# Fiance Visa: Background checks?



## BlueBelle (Jan 31, 2012)

Hi - I'm just wondering what (if any) background checks they do when you apply for a fiance Visa from the US? I ask because I'm originally from the US (and will be applying for my fiancé Visa from the US), but have lived in Australia for the past 12 years which means I haven't done a US tax return that entire time. I believe I've also had a mark against my US credit since I've been away which I plan to resolve, but probably won't have time to do before August when I plan to apply for the fiance Visa. 

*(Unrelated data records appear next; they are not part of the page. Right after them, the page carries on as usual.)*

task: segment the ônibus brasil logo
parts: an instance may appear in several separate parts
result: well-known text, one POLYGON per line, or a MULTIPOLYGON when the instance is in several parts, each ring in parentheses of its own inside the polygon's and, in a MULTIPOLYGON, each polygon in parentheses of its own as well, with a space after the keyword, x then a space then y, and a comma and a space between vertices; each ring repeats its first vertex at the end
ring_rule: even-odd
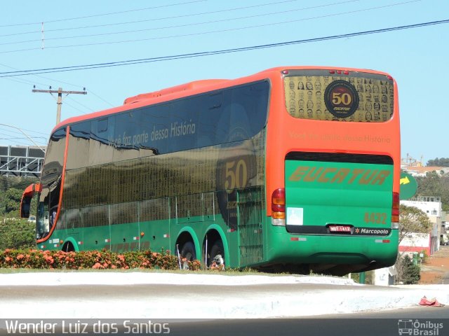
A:
POLYGON ((358 107, 358 94, 354 86, 345 80, 334 80, 324 92, 328 111, 337 118, 352 115, 358 107))
POLYGON ((398 333, 400 335, 410 336, 439 336, 443 323, 431 321, 420 321, 413 319, 398 320, 398 333))

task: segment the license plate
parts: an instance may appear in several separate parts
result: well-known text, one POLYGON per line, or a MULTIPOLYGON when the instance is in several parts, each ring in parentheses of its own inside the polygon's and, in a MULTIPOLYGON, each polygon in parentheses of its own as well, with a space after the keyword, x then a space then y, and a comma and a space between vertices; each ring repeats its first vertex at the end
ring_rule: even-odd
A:
POLYGON ((329 225, 328 227, 331 232, 351 233, 351 225, 329 225))

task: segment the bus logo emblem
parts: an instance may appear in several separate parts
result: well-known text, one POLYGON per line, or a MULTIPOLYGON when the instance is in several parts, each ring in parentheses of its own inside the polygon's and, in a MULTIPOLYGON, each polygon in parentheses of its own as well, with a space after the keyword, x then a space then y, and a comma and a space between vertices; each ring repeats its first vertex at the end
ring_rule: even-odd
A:
POLYGON ((324 92, 328 111, 337 118, 352 115, 358 107, 358 94, 354 86, 346 80, 334 80, 324 92))

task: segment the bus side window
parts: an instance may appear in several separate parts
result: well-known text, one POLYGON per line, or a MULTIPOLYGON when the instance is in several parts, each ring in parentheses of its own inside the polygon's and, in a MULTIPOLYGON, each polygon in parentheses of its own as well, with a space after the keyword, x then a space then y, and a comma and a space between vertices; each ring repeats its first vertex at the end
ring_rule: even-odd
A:
POLYGON ((217 129, 222 112, 223 92, 215 92, 194 98, 199 111, 198 146, 205 147, 218 144, 217 129))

I'll explain that I've lived in Australia for 12 years as part of my application and my fiance will have no trouble proving that he can support me for 6 months, but I'm just wondering if they even check US tax returns and credit records and if I should be concerned?

Thanks in advance!


----------



## Joppa (Sep 7, 2009)

ramblingwebgirl said:


> Hi - I'm just wondering what (if any) background checks they do when you apply for a fiance Visa from the US? I ask because I'm originally from the US (and will be applying for my fiancé Visa from the US), but have lived in Australia for the past 12 years which means I haven't done a US tax return that entire time. I believe I've also had a mark against my US credit since I've been away which I plan to resolve, but probably won't have time to do before August when I plan to apply for the fiance Visa.
> 
> I'll explain that I've lived in Australia for 12 years as part of my application and my fiance will have no trouble proving that he can support me for 6 months, but I'm just wondering if they even check US tax returns and credit records and if I should be concerned?

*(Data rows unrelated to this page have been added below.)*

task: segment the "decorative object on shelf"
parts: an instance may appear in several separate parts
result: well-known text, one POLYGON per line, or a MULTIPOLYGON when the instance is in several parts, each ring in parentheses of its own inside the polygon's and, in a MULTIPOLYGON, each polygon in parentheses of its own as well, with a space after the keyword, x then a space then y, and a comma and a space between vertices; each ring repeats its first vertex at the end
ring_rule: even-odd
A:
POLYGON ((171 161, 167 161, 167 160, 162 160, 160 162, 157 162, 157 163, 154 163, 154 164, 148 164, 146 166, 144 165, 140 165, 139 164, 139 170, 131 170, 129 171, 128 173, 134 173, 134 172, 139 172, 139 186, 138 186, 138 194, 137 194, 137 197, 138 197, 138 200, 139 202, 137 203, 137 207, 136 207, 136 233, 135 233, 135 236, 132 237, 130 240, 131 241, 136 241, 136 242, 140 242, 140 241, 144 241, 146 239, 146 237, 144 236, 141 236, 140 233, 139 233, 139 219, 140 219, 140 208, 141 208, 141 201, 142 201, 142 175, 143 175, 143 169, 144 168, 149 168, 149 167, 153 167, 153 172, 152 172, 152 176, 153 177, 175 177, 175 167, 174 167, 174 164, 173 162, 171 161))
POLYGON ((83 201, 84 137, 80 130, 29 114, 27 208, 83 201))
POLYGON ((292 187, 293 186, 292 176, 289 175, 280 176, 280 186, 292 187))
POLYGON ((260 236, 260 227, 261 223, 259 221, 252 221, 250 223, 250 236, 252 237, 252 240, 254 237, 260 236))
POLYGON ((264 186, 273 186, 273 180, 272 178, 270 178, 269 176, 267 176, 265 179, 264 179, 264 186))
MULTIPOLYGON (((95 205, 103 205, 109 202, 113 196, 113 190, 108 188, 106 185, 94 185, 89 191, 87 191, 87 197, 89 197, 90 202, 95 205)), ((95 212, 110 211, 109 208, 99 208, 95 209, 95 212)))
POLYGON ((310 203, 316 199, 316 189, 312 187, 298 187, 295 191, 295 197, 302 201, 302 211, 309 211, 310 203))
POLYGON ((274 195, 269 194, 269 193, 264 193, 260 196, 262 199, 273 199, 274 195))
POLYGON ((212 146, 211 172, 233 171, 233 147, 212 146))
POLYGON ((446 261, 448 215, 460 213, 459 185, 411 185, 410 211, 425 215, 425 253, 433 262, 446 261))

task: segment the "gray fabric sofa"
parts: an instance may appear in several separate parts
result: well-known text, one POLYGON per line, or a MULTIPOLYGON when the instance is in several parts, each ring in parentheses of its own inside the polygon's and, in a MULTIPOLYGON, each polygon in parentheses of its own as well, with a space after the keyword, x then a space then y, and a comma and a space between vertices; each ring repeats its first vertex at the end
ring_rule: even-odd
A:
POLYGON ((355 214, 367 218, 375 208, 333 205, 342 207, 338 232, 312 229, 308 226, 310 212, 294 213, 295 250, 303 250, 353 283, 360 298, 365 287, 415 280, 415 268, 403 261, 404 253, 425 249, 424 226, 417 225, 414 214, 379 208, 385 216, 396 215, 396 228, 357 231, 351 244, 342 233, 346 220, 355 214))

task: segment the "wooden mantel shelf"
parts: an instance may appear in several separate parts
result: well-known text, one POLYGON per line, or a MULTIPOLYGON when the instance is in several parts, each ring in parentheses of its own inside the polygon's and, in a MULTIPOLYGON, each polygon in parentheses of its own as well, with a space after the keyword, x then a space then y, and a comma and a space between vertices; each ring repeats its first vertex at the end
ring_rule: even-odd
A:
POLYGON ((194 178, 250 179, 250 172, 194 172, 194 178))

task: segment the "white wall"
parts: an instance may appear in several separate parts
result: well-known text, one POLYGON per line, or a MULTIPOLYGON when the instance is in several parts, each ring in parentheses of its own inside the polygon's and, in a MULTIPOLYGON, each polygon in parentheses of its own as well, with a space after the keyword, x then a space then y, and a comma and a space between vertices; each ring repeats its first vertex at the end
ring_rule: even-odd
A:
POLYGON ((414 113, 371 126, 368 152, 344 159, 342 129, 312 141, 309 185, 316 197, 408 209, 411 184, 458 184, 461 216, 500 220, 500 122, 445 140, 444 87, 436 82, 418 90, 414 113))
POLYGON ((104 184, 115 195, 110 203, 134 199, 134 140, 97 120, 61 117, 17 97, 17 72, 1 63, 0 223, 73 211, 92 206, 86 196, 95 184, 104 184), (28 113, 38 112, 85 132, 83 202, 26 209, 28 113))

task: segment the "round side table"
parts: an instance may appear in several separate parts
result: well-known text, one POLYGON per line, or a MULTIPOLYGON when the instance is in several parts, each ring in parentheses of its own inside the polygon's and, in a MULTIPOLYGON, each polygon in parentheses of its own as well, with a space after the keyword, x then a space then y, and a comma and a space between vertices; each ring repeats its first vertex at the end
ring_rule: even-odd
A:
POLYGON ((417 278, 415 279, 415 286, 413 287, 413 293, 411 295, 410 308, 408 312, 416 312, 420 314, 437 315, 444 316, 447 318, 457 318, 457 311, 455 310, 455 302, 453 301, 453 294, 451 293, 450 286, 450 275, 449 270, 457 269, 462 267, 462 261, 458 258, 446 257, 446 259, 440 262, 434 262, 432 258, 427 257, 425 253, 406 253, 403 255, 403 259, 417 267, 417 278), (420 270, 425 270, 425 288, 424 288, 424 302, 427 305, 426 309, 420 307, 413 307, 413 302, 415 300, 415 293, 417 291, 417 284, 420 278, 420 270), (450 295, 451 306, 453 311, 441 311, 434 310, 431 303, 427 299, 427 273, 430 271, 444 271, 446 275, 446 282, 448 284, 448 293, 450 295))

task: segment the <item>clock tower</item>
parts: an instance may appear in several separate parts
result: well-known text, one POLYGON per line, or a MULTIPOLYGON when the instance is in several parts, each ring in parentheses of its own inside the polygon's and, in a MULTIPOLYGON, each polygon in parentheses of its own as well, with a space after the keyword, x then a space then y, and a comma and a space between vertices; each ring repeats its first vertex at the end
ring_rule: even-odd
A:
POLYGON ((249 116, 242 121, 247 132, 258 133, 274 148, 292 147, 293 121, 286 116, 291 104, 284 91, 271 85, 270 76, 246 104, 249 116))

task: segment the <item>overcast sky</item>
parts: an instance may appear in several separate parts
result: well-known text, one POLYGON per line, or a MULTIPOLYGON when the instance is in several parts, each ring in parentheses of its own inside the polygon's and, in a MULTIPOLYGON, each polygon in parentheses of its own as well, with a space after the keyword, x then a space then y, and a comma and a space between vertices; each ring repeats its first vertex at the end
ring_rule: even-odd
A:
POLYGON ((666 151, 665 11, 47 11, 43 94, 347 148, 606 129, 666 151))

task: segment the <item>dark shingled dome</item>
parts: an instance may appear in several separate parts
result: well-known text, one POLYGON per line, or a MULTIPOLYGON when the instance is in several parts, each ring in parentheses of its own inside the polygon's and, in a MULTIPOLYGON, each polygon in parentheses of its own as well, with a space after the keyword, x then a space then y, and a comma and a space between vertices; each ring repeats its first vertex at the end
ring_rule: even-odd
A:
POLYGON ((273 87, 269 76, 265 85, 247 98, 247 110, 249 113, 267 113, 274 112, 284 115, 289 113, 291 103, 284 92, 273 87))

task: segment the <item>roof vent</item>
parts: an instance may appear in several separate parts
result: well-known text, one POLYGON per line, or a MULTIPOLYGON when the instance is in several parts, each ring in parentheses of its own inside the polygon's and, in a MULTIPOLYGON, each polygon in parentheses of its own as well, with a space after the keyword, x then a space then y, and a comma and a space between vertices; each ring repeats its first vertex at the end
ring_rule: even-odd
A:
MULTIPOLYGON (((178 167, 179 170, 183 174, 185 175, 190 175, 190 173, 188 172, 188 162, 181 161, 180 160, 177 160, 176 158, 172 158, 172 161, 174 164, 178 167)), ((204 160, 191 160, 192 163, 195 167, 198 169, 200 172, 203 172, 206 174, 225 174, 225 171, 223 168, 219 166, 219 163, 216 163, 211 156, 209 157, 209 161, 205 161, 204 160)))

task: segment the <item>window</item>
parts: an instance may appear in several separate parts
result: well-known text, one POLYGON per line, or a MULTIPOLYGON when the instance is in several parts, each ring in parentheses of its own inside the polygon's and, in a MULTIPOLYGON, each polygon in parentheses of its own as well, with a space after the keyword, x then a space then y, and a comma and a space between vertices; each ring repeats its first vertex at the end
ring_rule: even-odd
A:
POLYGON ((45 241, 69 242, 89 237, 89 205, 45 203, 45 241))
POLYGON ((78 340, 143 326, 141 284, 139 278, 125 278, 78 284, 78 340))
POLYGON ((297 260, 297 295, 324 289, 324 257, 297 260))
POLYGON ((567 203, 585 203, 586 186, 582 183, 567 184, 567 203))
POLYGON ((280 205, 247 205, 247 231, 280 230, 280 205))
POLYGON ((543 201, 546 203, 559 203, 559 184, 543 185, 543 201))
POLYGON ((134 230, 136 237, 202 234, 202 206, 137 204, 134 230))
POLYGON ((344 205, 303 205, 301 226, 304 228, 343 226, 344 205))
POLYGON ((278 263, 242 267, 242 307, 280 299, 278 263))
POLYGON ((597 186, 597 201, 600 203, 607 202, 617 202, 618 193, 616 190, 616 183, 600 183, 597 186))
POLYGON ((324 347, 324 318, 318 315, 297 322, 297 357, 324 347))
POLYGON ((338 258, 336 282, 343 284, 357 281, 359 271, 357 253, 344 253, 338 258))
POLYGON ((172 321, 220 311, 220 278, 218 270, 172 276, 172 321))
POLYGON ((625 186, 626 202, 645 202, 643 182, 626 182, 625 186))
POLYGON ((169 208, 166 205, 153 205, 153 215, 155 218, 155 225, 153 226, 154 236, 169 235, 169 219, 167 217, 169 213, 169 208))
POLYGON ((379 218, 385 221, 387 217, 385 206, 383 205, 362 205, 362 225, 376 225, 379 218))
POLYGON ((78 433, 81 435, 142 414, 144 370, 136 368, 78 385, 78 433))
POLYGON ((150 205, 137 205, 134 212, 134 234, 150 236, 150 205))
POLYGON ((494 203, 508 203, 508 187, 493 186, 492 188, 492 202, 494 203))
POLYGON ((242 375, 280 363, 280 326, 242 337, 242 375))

You needn't worry about your tax return or credit file - neither will be checked. They will only be interested in serious criminal convictions, immigration history, durability of your relationship and inability to show sufficient financial resources.


----------



## BlueBelle (Jan 31, 2012)

Great, thanks Joppa. I have nothing to worry about then. Cheers!


----------



## sjellyman (Sep 28, 2011)

Joppa? For spouse visa app, i wouldnt need to include my W2's from 2011 in my financial paperwork?


----------



## nyclon (Apr 3, 2011)

But, as a US citizen you are required to file a tax return no matter where you live. You really need to address that.


----------



## BlueBelle (Jan 31, 2012)

nyclon said:


> But, as a US citizen you are required to file a tax return no matter where you live. You really need to address that.


I actually wasn't aware of that until recently. I'm planning to do it shortly regardless.


----------



## Joppa (Sep 7, 2009)

sjellyman said:


> Joppa? For spouse visa app, i wouldnt need to include my W2's from 2011 in my financial paperwork?

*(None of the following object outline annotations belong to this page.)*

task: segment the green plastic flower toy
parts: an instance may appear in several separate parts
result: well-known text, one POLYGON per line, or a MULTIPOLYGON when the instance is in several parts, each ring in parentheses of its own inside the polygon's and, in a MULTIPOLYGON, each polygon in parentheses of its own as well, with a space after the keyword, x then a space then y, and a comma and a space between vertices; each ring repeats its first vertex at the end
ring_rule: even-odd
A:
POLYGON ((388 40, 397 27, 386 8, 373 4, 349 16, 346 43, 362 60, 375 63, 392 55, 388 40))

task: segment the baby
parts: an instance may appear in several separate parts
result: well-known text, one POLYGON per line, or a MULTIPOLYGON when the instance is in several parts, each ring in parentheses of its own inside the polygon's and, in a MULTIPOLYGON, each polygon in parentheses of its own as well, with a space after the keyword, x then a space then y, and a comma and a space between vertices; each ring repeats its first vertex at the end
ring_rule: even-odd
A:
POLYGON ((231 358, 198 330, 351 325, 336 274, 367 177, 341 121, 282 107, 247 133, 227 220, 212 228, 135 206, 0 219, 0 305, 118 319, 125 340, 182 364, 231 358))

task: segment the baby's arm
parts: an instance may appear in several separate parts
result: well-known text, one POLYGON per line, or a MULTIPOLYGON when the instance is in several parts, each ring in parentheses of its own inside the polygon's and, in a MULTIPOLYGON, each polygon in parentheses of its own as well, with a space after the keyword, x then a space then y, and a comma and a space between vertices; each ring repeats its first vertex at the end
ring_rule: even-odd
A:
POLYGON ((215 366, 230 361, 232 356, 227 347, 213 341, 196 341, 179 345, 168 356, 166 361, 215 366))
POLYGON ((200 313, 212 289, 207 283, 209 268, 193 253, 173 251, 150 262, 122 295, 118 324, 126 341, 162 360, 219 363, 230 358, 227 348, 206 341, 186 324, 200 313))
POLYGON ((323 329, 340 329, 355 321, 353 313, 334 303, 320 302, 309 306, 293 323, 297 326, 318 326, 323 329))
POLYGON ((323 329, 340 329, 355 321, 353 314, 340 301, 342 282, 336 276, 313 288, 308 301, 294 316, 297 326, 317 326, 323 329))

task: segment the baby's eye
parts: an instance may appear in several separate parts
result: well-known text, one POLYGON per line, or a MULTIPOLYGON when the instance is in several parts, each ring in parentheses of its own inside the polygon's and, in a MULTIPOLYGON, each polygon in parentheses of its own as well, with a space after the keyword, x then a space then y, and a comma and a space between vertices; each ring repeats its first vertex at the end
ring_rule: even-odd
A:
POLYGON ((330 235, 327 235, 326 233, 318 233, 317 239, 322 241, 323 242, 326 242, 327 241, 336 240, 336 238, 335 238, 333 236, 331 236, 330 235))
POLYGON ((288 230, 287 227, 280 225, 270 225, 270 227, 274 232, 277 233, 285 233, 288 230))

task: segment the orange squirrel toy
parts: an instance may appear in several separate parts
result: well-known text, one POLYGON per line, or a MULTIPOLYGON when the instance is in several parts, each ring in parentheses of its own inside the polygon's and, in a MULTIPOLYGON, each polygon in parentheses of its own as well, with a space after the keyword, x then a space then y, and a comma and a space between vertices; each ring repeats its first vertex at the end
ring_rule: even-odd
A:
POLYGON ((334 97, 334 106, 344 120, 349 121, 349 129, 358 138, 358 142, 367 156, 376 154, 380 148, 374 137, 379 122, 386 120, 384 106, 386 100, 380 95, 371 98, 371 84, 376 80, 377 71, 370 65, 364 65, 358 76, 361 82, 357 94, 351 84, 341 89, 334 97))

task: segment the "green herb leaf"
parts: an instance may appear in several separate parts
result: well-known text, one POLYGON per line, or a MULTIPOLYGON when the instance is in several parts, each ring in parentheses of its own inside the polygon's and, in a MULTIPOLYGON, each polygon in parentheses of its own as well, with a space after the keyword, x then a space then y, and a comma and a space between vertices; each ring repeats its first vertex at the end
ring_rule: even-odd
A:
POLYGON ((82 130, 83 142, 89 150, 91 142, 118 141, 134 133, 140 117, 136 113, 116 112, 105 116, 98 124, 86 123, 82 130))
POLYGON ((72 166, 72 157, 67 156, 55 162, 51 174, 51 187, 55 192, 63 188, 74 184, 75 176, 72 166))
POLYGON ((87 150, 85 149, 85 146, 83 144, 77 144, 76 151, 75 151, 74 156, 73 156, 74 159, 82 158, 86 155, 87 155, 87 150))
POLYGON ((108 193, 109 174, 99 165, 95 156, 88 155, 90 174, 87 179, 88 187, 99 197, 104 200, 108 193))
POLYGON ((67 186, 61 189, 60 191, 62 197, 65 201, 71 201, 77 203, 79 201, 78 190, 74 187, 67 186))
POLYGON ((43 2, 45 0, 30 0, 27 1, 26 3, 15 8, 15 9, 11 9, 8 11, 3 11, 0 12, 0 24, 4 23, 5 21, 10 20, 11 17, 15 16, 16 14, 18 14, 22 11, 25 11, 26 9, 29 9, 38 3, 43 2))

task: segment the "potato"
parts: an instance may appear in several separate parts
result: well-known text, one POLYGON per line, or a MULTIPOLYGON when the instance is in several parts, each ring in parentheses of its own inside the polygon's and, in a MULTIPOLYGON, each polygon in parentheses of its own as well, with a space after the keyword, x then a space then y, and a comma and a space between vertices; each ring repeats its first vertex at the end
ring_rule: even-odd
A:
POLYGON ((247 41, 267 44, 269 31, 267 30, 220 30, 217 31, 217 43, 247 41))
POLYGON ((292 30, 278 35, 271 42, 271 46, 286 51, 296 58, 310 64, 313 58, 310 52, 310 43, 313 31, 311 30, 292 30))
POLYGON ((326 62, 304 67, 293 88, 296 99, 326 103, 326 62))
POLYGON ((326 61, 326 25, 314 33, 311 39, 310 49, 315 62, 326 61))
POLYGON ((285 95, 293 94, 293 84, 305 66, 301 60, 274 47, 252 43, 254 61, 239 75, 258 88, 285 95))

I don't know what W2 is, but all you need is your last few pay slips and bank statement covering the last 3 months.


----------



## sjellyman (Sep 28, 2011)

Joppa said:


> I don't know what W2 is, but all you need is your last few pay slips and bank statement covering the last 3 months.


W2's are the year end paperwork you get from your employer showing what you made for the year, breaking down how much went toward taxes, social security, etc. You have to submit W2's with filing of your year-end taxes. So, dont need those?


----------



## nyclon (Apr 3, 2011)

sjellyman said:


> W2's are the year end paperwork you get from your employer showing what you made for the year, breaking down how much went toward taxes, social security, etc. You have to submit W2's with filing of your year-end taxes. So, dont need those?


It's your fiance/spouse's financial information that's relevant.


----------



## Joppa (Sep 7, 2009)

sjellyman said:


> W2's are the year end paperwork you get from your employer showing what you made for the year, breaking down how much went toward taxes, social security, etc. You have to submit W2's with filing of your year-end taxes. So, dont need those?


So it's what we call in UK P60! No, you don't need to enclose one of those, but as nyclon says, it's the UK sponsor's income and resources that they will look at closely.


----------